(related to Definition: Adjacency Matrix)
The following figure shows a digraph \(D\) with \(6\) vertices and some edges:
This digraph has the adjacency matrix. $$\begin{array}{cccccccc} & & a & b & c & d & e & f \cr & & \downarrow & \downarrow & \downarrow & \downarrow & \downarrow & \downarrow \cr a & \rightarrow & 0 & 1 & 1 & 1 & 0 & 0 \cr b & \rightarrow & 2 & 0 & 0 & 0 & 0 & 0 \cr c & \rightarrow & 0 & 3 & 0 & 0 & 0 & 0 \cr d & \rightarrow & 0 & 0 & 0 & 0 & 2 & 0 \cr e & \rightarrow & 0 & 0 & 0 & 0 & 1 & 0 \cr f & \rightarrow & 0 & 0 & 0 & 0 & 0 & 0 \cr \end{array}$$
Please note that an adjacency matrix of a digraph * is in general not symmetric, * diagonal elements \(\neq 0\) indicate loops, * elements of \( > 1 \) indicate multiple edges.

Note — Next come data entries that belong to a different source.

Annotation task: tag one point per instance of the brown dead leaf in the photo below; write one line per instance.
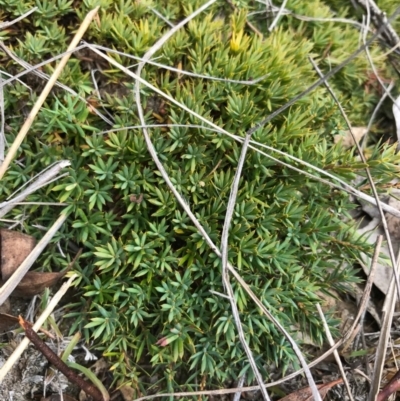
(14, 248)
(7, 321)
(305, 394)
(33, 283)
(347, 140)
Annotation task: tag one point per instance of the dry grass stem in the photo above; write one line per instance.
(13, 281)
(44, 178)
(28, 122)
(335, 353)
(21, 17)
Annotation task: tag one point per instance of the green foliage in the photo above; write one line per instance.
(147, 279)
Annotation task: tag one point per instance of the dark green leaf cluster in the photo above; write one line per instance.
(147, 279)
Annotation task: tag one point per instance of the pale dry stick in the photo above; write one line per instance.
(3, 141)
(159, 15)
(42, 203)
(390, 51)
(335, 353)
(248, 23)
(374, 113)
(317, 83)
(349, 334)
(387, 311)
(354, 191)
(48, 172)
(21, 17)
(44, 178)
(16, 79)
(371, 62)
(379, 19)
(278, 16)
(237, 395)
(177, 70)
(370, 180)
(39, 323)
(39, 73)
(390, 300)
(345, 186)
(9, 286)
(28, 122)
(316, 19)
(396, 114)
(35, 68)
(225, 276)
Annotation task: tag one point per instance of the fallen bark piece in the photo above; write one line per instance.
(14, 248)
(33, 283)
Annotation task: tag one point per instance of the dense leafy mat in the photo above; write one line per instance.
(146, 273)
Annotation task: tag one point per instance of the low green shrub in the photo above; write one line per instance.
(146, 275)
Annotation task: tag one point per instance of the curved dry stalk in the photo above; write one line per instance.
(28, 122)
(350, 189)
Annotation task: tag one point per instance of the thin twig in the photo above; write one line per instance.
(39, 323)
(9, 286)
(381, 349)
(21, 17)
(364, 140)
(44, 178)
(278, 15)
(379, 19)
(352, 190)
(55, 360)
(28, 122)
(321, 80)
(335, 353)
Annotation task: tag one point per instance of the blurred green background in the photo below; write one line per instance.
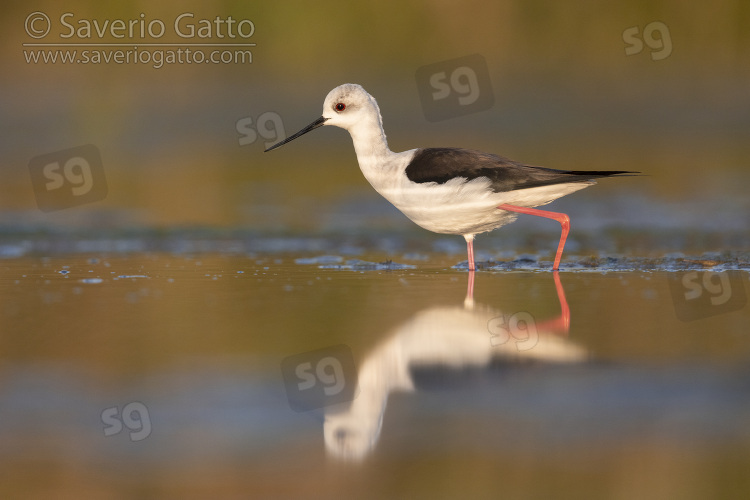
(566, 95)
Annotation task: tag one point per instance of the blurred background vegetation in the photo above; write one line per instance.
(566, 96)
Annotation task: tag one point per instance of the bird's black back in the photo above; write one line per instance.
(443, 164)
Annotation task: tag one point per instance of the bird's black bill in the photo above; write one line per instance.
(317, 123)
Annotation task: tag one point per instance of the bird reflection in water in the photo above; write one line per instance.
(453, 337)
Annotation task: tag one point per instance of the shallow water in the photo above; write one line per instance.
(183, 373)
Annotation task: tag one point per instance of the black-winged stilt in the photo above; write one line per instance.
(448, 190)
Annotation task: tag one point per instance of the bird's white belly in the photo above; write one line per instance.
(455, 207)
(461, 207)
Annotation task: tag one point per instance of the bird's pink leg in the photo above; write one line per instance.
(563, 219)
(470, 251)
(470, 288)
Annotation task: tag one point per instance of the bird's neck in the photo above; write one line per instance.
(370, 143)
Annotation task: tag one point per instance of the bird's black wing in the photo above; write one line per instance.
(443, 164)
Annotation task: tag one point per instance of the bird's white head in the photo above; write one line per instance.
(347, 106)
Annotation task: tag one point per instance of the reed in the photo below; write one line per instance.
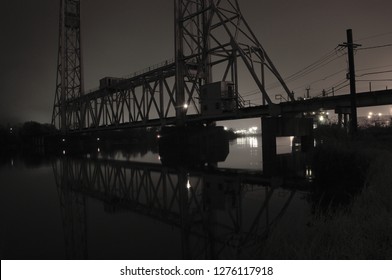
(361, 229)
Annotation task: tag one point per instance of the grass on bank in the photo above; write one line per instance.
(363, 228)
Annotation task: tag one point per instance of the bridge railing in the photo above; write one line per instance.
(139, 72)
(149, 69)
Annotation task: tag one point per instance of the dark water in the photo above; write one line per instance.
(128, 206)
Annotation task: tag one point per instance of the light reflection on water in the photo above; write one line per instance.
(125, 205)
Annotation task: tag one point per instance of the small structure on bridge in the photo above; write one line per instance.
(217, 98)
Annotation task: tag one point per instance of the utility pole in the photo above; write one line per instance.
(351, 75)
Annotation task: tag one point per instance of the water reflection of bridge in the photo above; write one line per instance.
(208, 206)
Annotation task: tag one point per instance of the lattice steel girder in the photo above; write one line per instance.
(212, 39)
(69, 82)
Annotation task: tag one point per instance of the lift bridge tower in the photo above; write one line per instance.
(214, 50)
(69, 82)
(213, 44)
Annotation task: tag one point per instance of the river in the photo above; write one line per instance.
(123, 205)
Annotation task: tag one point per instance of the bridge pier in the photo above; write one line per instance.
(344, 116)
(274, 127)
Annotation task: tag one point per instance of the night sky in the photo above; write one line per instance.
(122, 36)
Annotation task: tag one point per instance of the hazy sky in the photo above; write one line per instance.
(123, 36)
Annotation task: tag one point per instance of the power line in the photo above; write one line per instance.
(374, 73)
(374, 36)
(375, 47)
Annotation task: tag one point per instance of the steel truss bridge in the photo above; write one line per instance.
(213, 45)
(206, 206)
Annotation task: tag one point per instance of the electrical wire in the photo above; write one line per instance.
(374, 47)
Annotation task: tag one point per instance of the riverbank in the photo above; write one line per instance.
(360, 227)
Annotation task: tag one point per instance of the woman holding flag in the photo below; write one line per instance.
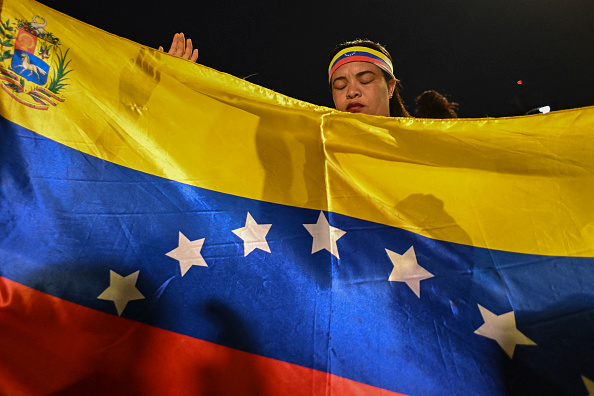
(360, 75)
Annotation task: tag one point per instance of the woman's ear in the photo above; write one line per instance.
(391, 86)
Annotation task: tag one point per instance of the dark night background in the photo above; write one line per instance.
(473, 50)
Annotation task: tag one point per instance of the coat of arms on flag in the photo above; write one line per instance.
(33, 67)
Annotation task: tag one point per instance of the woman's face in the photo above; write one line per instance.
(360, 87)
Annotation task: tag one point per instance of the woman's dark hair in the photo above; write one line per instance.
(432, 104)
(396, 106)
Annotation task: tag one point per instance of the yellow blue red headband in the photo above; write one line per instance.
(360, 54)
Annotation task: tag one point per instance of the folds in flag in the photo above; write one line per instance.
(169, 229)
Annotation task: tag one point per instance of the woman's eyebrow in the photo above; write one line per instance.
(364, 72)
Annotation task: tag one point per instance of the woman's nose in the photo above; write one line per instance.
(353, 91)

The figure below demonstrates a similar graph with \(G\) with \(6\) vertices and some edges:
The adjacency matrix of this graph is given by
$$ \begin{array}{cccccccc} & & a & b & c & d & e & f \cr & & \downarrow & \downarrow & \downarrow & \downarrow & \downarrow & \downarrow \cr a & \rightarrow & 0 & 3 & 1 & 1 & 0 & 0 \cr b & \rightarrow & 3 & 0 & 3 & 0 & 0 & 0 \cr c & \rightarrow & 1 & 3 & 0 & 0 & 0 & 0 \cr d & \rightarrow & 1 & 0 & 0 & 0 & 2 & 0 \cr e & \rightarrow & 0 & 0 & 0 & 2 & 1 & 0 \cr f & \rightarrow & 0 & 0 & 0 & 0 & 0 & 0 \cr \end{array} $$
Please note that an adjacency matrix of a graph is * always symmetric, * diagonal elements \(\neq 0\) indicate loops, * elements of \( > 1 \) indicate multiple edges.